Workaround for ATI -- "available number of constants exceeded"

I’ve got vertex shader that calculates an index into an array of vec3 as follows:

  
  int index  = int( grayValue*255.0 );
  vec3 color = colorLUT[ index ];
 

Where grayValue is a normalized float and colorLUT is the vec3 array.

When compiling and running on ATI, I get the following error “available number of constants exceeded” and the ogl implementation runs in software on the CPU.

Does anyone understand why this is happening, and how to workaround it?

Thanks…

Just to make this clear, when I do the following, I don’t get the error:

  
  vec3 color = colorLUT[ 0 ];   
 

My guess is that in this case the compiler ignores the array values 1-N and doesn’t put them in the resulting assembly. Whereas, when calculating that index it cannot make that simplifying assumption, so it includes all array values and exceeds the constant limit (duh!)

But how can I workaround this? I know that on nvidia I can us a texture fetch for the lookup. But what can I do on ATI?

How large is the table in question?

The LUT is 256 colors, for a total of 768 floats.

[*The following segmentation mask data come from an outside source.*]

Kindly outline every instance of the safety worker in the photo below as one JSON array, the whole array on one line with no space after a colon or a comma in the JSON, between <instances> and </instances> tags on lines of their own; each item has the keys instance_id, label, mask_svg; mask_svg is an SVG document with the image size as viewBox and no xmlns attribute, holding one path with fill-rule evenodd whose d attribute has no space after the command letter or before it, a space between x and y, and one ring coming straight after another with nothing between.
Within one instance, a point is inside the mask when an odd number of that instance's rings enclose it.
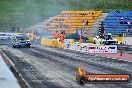
<instances>
[{"instance_id":1,"label":"safety worker","mask_svg":"<svg viewBox=\"0 0 132 88\"><path fill-rule=\"evenodd\" d=\"M126 34L124 32L122 32L122 37L125 37L125 36L126 36Z\"/></svg>"},{"instance_id":2,"label":"safety worker","mask_svg":"<svg viewBox=\"0 0 132 88\"><path fill-rule=\"evenodd\" d=\"M59 37L58 31L56 31L56 32L54 33L54 37L55 37L55 39L57 39L57 38Z\"/></svg>"},{"instance_id":3,"label":"safety worker","mask_svg":"<svg viewBox=\"0 0 132 88\"><path fill-rule=\"evenodd\" d=\"M82 39L82 36L80 36L79 43L82 43L82 42L83 42L83 39Z\"/></svg>"},{"instance_id":4,"label":"safety worker","mask_svg":"<svg viewBox=\"0 0 132 88\"><path fill-rule=\"evenodd\" d=\"M61 34L60 34L61 43L64 43L64 39L65 39L65 34L63 32L61 32Z\"/></svg>"}]
</instances>

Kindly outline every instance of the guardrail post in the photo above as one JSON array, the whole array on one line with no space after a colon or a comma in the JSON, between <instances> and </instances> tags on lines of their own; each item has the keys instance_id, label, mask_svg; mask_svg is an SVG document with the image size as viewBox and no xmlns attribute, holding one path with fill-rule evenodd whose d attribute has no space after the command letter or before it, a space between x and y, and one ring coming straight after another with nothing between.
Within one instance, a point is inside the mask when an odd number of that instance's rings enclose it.
<instances>
[{"instance_id":1,"label":"guardrail post","mask_svg":"<svg viewBox=\"0 0 132 88\"><path fill-rule=\"evenodd\" d=\"M120 56L122 56L122 50L121 50L121 52L120 52Z\"/></svg>"}]
</instances>

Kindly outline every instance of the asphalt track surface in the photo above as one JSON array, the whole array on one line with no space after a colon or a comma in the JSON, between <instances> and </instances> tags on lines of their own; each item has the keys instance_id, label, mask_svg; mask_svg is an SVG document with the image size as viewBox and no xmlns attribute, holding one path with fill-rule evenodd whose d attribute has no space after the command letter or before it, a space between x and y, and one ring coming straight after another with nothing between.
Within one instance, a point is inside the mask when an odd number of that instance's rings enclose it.
<instances>
[{"instance_id":1,"label":"asphalt track surface","mask_svg":"<svg viewBox=\"0 0 132 88\"><path fill-rule=\"evenodd\" d=\"M129 84L85 84L76 82L76 68L88 74L130 74L132 63L44 46L1 46L31 88L132 88Z\"/></svg>"}]
</instances>

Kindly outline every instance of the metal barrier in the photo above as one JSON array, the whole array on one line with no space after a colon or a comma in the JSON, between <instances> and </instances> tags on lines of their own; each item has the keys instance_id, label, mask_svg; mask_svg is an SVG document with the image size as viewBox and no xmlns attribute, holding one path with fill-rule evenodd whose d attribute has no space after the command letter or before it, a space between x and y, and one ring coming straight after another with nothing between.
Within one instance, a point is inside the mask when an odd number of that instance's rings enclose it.
<instances>
[{"instance_id":1,"label":"metal barrier","mask_svg":"<svg viewBox=\"0 0 132 88\"><path fill-rule=\"evenodd\" d=\"M0 45L10 45L11 39L0 39Z\"/></svg>"}]
</instances>

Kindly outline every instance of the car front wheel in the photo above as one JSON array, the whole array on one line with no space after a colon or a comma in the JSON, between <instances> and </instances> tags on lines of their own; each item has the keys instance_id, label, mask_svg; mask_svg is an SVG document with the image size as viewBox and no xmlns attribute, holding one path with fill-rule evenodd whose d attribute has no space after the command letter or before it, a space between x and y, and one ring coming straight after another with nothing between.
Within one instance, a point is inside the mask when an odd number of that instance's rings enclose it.
<instances>
[{"instance_id":1,"label":"car front wheel","mask_svg":"<svg viewBox=\"0 0 132 88\"><path fill-rule=\"evenodd\" d=\"M96 44L96 42L95 42L95 41L93 41L93 43L94 43L94 44Z\"/></svg>"}]
</instances>

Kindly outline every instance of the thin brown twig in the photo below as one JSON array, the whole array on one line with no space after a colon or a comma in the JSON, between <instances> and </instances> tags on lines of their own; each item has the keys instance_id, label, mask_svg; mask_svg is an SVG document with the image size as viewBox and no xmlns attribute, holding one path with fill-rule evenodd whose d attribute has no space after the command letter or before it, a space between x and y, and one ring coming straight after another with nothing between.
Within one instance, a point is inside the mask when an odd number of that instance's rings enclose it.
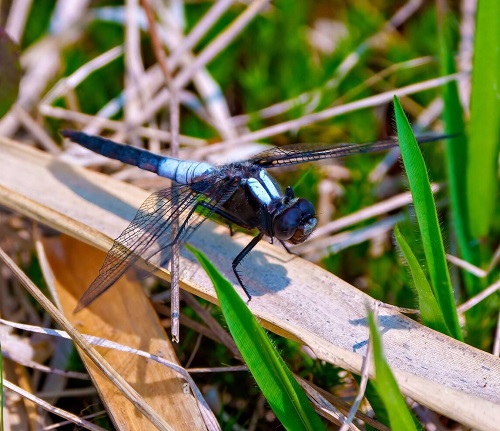
<instances>
[{"instance_id":1,"label":"thin brown twig","mask_svg":"<svg viewBox=\"0 0 500 431\"><path fill-rule=\"evenodd\" d=\"M313 404L314 410L316 410L319 415L335 425L341 425L345 421L344 414L330 403L316 388L310 385L307 380L297 375L294 375L294 377L306 393L309 401ZM350 431L360 431L359 428L352 424L348 428Z\"/></svg>"},{"instance_id":2,"label":"thin brown twig","mask_svg":"<svg viewBox=\"0 0 500 431\"><path fill-rule=\"evenodd\" d=\"M476 0L462 0L460 10L462 17L460 19L460 43L458 46L458 65L459 70L472 69L472 57L474 55L474 31L476 29ZM460 101L466 115L469 115L469 103L471 93L471 82L464 80L459 82Z\"/></svg>"},{"instance_id":3,"label":"thin brown twig","mask_svg":"<svg viewBox=\"0 0 500 431\"><path fill-rule=\"evenodd\" d=\"M67 412L66 410L60 409L59 407L54 407L53 405L49 404L47 401L42 400L41 398L30 394L29 392L25 391L24 389L20 388L19 386L14 385L13 383L9 382L8 380L3 380L3 384L7 389L10 389L11 391L15 392L16 394L21 395L22 397L34 402L36 405L42 407L43 409L49 411L50 413L53 413L55 415L61 416L72 423L75 423L79 426L85 427L89 430L92 431L105 431L104 428L101 428L98 425L94 425L92 422L86 421L85 419L80 419L78 416Z\"/></svg>"},{"instance_id":4,"label":"thin brown twig","mask_svg":"<svg viewBox=\"0 0 500 431\"><path fill-rule=\"evenodd\" d=\"M85 416L82 416L80 419L95 419L95 418L98 418L98 417L101 417L101 416L106 416L106 410L101 410L101 411L98 411L98 412L95 412L95 413L92 413L92 414L89 414L89 415L85 415ZM61 428L63 426L66 426L66 425L69 425L71 424L71 421L62 421L62 422L58 422L58 423L55 423L55 424L52 424L52 425L48 425L48 426L45 426L43 428L43 431L50 431L50 430L55 430L57 428Z\"/></svg>"},{"instance_id":5,"label":"thin brown twig","mask_svg":"<svg viewBox=\"0 0 500 431\"><path fill-rule=\"evenodd\" d=\"M453 256L452 254L446 254L446 260L453 265L458 266L459 268L471 273L472 275L475 275L476 277L483 278L488 275L488 272L484 269L479 268L472 263L466 262L465 260L460 259L457 256Z\"/></svg>"},{"instance_id":6,"label":"thin brown twig","mask_svg":"<svg viewBox=\"0 0 500 431\"><path fill-rule=\"evenodd\" d=\"M233 365L227 367L186 368L189 374L193 373L234 373L235 371L248 371L246 365Z\"/></svg>"},{"instance_id":7,"label":"thin brown twig","mask_svg":"<svg viewBox=\"0 0 500 431\"><path fill-rule=\"evenodd\" d=\"M13 362L17 362L23 367L32 368L33 370L41 371L43 373L57 374L58 376L66 377L68 379L90 380L89 375L86 373L80 373L78 371L65 371L65 370L60 370L58 368L48 367L47 365L43 365L35 361L31 361L24 358L18 358L14 355L11 355L9 351L6 350L2 350L2 355L4 356L4 358L8 358Z\"/></svg>"},{"instance_id":8,"label":"thin brown twig","mask_svg":"<svg viewBox=\"0 0 500 431\"><path fill-rule=\"evenodd\" d=\"M153 45L153 50L160 65L165 81L169 87L170 91L170 153L172 157L177 157L179 153L179 99L176 87L174 85L172 74L167 66L167 58L165 51L158 37L158 32L156 31L156 24L153 15L153 10L149 0L141 0L144 11L148 19L149 34L151 36L151 44ZM175 220L172 224L172 238L177 237L179 231L179 220ZM172 336L172 341L179 342L179 301L180 301L180 274L179 274L179 252L180 246L177 242L174 242L172 246L172 257L170 260L170 271L171 271L171 281L170 289L172 292L171 296L171 309L172 309L172 326L170 328L170 333Z\"/></svg>"},{"instance_id":9,"label":"thin brown twig","mask_svg":"<svg viewBox=\"0 0 500 431\"><path fill-rule=\"evenodd\" d=\"M186 55L207 31L217 22L221 15L234 3L234 0L219 0L213 4L208 12L198 21L195 27L189 32L183 43L172 52L170 63L177 67L181 58Z\"/></svg>"},{"instance_id":10,"label":"thin brown twig","mask_svg":"<svg viewBox=\"0 0 500 431\"><path fill-rule=\"evenodd\" d=\"M298 378L298 379L300 379L300 378ZM300 383L300 381L299 381L299 383ZM338 397L332 395L327 390L325 390L325 389L323 389L323 388L315 385L312 382L307 381L305 383L307 385L311 386L312 388L314 388L332 406L338 408L340 411L342 411L344 413L348 413L349 412L349 409L351 408L351 406L346 401L344 401L343 399L338 398ZM303 385L301 385L301 386L303 386ZM387 426L385 426L384 424L378 422L377 420L371 418L370 416L366 415L365 413L363 413L363 412L361 412L359 410L358 410L358 412L356 412L356 417L359 420L362 420L363 422L367 423L368 425L371 425L375 429L378 429L380 431L390 431Z\"/></svg>"},{"instance_id":11,"label":"thin brown twig","mask_svg":"<svg viewBox=\"0 0 500 431\"><path fill-rule=\"evenodd\" d=\"M378 310L380 306L379 301L375 301L373 304L373 316L375 318L375 323L378 325ZM373 340L372 337L368 339L368 345L366 346L366 354L363 357L363 363L361 365L361 381L359 382L359 389L358 393L356 394L356 398L354 399L354 402L352 403L352 406L349 410L349 414L347 415L347 418L345 422L342 424L340 427L339 431L347 431L350 423L353 421L353 419L356 416L357 411L359 410L359 406L361 405L361 401L363 401L363 398L365 397L365 392L366 392L366 387L368 385L368 378L370 376L370 367L372 363L372 350L373 350Z\"/></svg>"},{"instance_id":12,"label":"thin brown twig","mask_svg":"<svg viewBox=\"0 0 500 431\"><path fill-rule=\"evenodd\" d=\"M27 2L14 1L11 3L12 5L9 10L7 22L5 23L5 31L13 40L19 43L23 38L24 31L26 30L31 0L28 0Z\"/></svg>"},{"instance_id":13,"label":"thin brown twig","mask_svg":"<svg viewBox=\"0 0 500 431\"><path fill-rule=\"evenodd\" d=\"M149 0L141 0L141 3L142 7L144 8L144 12L146 13L146 18L148 19L149 35L151 36L151 45L153 46L156 60L158 60L158 64L163 73L165 81L167 83L170 83L172 81L172 74L168 69L167 56L165 55L165 51L163 51L158 32L156 31L153 10L151 8Z\"/></svg>"},{"instance_id":14,"label":"thin brown twig","mask_svg":"<svg viewBox=\"0 0 500 431\"><path fill-rule=\"evenodd\" d=\"M490 295L493 295L498 290L500 290L500 280L497 280L495 283L488 286L486 289L482 290L477 295L473 296L468 301L457 307L458 314L465 313L475 305L479 304L483 299L487 298Z\"/></svg>"}]
</instances>

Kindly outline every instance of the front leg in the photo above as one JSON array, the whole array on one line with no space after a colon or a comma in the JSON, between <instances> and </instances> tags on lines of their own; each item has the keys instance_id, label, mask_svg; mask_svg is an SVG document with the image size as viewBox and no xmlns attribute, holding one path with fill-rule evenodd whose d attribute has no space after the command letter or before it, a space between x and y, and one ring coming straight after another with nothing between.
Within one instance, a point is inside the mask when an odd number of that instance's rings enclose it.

This likely exceeds the value of GL_MAX_VERTEX_UNIFORM_COMPONENTS_ARB.

I guess this post is just me banging my head against the hardware & software limitations of ATI’s “Smart Shader 2.0”. I ran into the 1024 ALU instruction limit trying to calculate the color in the shader, so I tried a lookup table using a texture fetch (which is unsupported – so I didn’t get very far) and then using an array.

I have since tried moving the texture fetch to the fragment shader, while calculating the index in the vertex shader and passing it on as a varying variable. This strategy worked but produced weird artifacts, which is perhaps a topic for a different post.

I guess I’m hoping there is some magic way to workaround the limitations of “Smart Shader 2.0”

Well, on the R300 you only have 192 vertex shader constants (192 * vec4). On R420 you have 256. Your best option is to simply reduce the size of the table if possible.